Boards require a variety of information to make informed decisions. This includes qualitative input (e.g. the impact a decision can affect the company’s culture or which stakeholders it would have an impact on) and also quantitative data (e.g. legal due diligence, a return on investment analysis). It is the job of management to ensure that the appropriate people are collecting this information while strategically analyzing and packaging it for board decision-making.
It is also essential for the board to have a thorough understanding of what the business is currently doing in order to make informed decisions on strategic issues. This will enable them to understand the risks and opportunities that are present in the future of the business. This can be accomplished through an internal monitoring of board performance system or through a post-completion review of major projects and initiatives.

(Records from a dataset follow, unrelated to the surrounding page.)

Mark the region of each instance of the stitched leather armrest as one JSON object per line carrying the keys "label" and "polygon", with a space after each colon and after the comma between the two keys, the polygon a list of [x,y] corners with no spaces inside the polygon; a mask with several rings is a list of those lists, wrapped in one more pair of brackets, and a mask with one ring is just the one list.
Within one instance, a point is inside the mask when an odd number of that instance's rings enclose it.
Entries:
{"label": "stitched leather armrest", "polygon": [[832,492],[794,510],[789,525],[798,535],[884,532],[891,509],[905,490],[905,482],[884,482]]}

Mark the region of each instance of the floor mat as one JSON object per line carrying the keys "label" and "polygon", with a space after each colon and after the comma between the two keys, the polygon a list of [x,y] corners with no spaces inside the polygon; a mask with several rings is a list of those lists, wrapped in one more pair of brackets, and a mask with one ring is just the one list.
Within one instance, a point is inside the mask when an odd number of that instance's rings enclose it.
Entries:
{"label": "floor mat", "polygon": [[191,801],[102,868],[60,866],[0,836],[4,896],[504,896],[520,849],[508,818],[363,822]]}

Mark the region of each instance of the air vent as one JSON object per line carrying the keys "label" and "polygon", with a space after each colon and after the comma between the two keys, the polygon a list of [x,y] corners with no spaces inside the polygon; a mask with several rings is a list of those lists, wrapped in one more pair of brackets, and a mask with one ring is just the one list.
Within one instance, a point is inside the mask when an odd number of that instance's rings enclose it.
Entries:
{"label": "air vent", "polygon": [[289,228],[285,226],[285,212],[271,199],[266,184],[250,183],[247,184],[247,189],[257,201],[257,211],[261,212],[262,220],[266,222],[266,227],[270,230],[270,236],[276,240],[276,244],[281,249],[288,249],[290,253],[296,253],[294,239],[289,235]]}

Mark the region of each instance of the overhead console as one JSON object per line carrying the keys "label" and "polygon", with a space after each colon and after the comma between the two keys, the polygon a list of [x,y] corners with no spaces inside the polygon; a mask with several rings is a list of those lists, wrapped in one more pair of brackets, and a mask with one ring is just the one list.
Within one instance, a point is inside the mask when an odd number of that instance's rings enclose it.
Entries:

When making a major decision it is essential that the board is aware of its limitations and is prepared to delegate certain decisions to committees. This is particularly important source https://boardmeetingtool.net/financing-mergers-a-guide-to-modern-methods/ important for issues such as conflicts of interest, community benefit, CEO evaluation and executive compensation.
The board should be prepared to face a moment of uncertainty. This will allow the board to use its collective wisdom, experience and abilities while remaining patient and active, rather than reacting. This can be accomplished through a variety of methods, including asking management to construct an image or mental model around the decision, creating the «red team/blue-team» procedure, which involves experts with different perspectives, or dedicating time to discuss a complex issue.